Merseburg - Die Beschäftigung kennt seit Jahren eigentlich nur eine Richtung. Aufwärts. Bundesweit stieg sie allein im Vorjahr um knapp 700.000. Lange Zeit boomte die Leiharbeit fleißig mit, legte von 2007 bis 2017 um 43 Prozent Beschäftigte zu. Doch damit scheint jetzt Schluss. Im Saalekreis reduzierte sich die Zahl der Leiharbeiter von Juni 2017 bis Juni 2018 um fast ein Fünftel auf knapp 1.670.

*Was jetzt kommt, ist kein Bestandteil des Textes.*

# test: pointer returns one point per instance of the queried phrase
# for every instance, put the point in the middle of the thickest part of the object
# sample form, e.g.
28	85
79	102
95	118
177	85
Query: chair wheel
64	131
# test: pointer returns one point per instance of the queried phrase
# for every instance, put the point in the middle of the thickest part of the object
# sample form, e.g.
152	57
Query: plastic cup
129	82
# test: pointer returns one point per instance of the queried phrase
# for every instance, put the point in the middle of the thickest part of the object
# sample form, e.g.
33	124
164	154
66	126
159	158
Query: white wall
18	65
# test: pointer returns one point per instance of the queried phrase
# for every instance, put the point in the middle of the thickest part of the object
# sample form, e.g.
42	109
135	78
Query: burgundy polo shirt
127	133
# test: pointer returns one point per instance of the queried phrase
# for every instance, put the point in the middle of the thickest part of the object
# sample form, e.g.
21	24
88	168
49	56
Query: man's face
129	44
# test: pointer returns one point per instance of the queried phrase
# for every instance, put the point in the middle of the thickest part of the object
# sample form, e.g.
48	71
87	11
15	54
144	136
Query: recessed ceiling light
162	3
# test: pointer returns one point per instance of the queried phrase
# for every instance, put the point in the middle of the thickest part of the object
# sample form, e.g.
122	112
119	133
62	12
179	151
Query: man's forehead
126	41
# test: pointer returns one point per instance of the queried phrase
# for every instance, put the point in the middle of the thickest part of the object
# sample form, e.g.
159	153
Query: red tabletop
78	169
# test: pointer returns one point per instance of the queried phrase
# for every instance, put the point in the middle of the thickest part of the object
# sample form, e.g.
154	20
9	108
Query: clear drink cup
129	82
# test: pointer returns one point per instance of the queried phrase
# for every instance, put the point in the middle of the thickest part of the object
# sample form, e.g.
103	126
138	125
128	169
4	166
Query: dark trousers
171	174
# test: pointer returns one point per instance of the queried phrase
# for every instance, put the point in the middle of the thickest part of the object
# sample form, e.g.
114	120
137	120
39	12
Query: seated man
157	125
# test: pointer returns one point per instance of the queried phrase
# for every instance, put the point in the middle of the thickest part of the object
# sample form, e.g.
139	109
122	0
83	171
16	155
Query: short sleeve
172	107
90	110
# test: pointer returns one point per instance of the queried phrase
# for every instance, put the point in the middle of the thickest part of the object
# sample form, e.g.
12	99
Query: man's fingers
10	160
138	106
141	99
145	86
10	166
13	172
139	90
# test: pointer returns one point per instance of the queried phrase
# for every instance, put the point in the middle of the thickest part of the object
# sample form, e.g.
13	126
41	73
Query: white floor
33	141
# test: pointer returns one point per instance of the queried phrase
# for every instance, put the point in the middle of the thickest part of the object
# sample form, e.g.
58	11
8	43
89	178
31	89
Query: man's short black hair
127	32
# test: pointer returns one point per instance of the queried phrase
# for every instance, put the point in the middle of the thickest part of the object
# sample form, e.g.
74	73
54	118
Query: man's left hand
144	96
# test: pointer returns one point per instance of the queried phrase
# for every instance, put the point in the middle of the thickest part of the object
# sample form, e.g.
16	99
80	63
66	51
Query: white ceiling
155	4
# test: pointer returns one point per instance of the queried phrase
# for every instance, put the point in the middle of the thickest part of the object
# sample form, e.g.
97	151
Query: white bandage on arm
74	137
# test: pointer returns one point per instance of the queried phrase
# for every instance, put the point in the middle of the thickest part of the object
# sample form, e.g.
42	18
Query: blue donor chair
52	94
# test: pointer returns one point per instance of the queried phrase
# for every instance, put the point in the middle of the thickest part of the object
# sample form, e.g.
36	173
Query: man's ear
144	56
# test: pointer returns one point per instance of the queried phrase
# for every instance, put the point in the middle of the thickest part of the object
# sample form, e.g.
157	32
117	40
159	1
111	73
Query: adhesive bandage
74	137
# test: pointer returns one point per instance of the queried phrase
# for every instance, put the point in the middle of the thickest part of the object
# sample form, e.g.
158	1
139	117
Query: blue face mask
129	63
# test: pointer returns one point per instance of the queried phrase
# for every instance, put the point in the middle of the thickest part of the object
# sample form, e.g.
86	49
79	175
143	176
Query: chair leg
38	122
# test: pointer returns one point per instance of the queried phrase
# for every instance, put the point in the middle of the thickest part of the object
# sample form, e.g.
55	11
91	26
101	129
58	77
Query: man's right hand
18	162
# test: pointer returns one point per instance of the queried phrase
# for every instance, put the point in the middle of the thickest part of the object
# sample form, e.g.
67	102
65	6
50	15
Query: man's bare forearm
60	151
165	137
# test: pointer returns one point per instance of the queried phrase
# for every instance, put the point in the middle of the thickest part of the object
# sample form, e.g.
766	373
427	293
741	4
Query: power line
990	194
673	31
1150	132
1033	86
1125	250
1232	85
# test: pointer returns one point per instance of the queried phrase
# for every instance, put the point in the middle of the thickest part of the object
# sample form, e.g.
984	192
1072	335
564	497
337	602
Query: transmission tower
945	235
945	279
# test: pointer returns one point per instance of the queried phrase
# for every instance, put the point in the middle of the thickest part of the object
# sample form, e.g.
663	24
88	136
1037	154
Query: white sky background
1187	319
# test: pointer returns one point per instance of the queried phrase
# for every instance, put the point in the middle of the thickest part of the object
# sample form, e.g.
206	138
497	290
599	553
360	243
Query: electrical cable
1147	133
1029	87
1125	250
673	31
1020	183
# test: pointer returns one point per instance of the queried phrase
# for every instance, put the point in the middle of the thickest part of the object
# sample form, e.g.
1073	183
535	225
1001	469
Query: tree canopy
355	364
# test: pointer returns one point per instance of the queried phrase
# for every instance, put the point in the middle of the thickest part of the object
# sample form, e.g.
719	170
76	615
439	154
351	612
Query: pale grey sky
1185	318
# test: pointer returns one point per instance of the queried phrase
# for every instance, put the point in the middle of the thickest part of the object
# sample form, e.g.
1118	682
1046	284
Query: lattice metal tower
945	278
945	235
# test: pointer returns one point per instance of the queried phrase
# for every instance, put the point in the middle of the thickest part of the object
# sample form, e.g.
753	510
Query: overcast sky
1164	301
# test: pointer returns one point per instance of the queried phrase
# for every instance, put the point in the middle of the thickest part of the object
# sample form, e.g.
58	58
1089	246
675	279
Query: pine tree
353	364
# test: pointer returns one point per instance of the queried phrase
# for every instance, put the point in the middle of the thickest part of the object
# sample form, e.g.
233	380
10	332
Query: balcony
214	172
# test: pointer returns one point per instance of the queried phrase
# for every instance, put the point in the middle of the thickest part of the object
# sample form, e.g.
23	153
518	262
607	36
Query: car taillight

Anke Kanyár, Chefin des Personalverleihers TVS in Leuna, überraschen diese Zahlen nicht. Auf der Suche nach einer Ursache muss sie nicht lange nachdenken: die Änderung des Arbeitnehmerüberlassungsgesetzes. Der Bundestag hatte 2017 beschlossen, dass ein Betrieb einen Zeitarbeiter künftig nach 18 Monaten übernehmen muss, wenn er ihn weiter beschäftigen will. Zudem bekamen die Leihkräfte fortan nach neun Monaten denselben Lohn wie ihre fest angestellten Kollegen. Die Regelungen hätten im vorherigen Jahr gegriffen, sagt die TVS-Chefin. In der Konsequenz hätten viele Unternehmen mehr bisherige Leiharbeiter übernommen.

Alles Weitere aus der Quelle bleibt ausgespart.